All three patients had issues with tolerating the treatment well though they had completed the treatment well within the specified time of 60 days. They had breaks in the 4th or 5th wk of therapy, which is not ideal. The maximum toxicity for clinical mucositits was grade III seen only in one patient and rest all patients had grade II mucositis. Rest of the toxicities like radiation dermatitis, functional mucositis and swallowing function were grade II in all patients. The quality of life assessment showed increased pain during the fourth and fifth week, but did not result in additional feeding procedures in any of the patients.

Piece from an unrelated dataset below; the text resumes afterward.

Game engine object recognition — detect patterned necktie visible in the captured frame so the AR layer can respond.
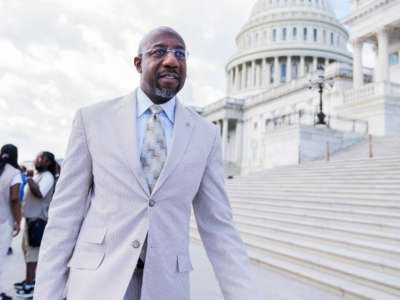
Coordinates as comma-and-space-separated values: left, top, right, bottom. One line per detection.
140, 105, 167, 193
139, 105, 167, 262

Previously reported phase III trials with hyper-fractionation showed improved loco-regional control however there was increased acute toxicity [6,7]. A phase II trial which combined concurrent weekly Cisplatin and hyper-fractionated IMRT in Stage III and IVA head and cancers reported good loco-regional control but had grade III toxicity in mucositis (38%), fatigue (28%), dysphagia (28%), and leukopenia (26%) [8]. But this trial had used only 70Gy total dose to GTV at 1.25Gy twice daily and did not attempt dose escalation. In comparison, a dose escalation to 80Gy with manageable acute toxicity is a point in favour of HF-IMRT technique. This should be applied on a larger series of patients in trial setting to look in to the actual incidence of acute toxicity and tolerance and compared with previously reported hyper-fractionation trials using conventional planning and treatment delivery techniques. It may also be suggested that hyper fractionated IMRT should be compared in trials with standard fractionation and chemo-radiotherapy settings to assess the tolerance and the efficacy.
Conclusion
Combining inverse planning and intensity modulation with hyper fractionation seems to promise reduction of toxicity as compared to earlier reported trials. The present study, which was a series of three patients, showed that the combination of hyper-fractionation and IMRT is feasible. The regimen had significant acute toxicity. The tolerance of this regimen cannot be commented from this short series.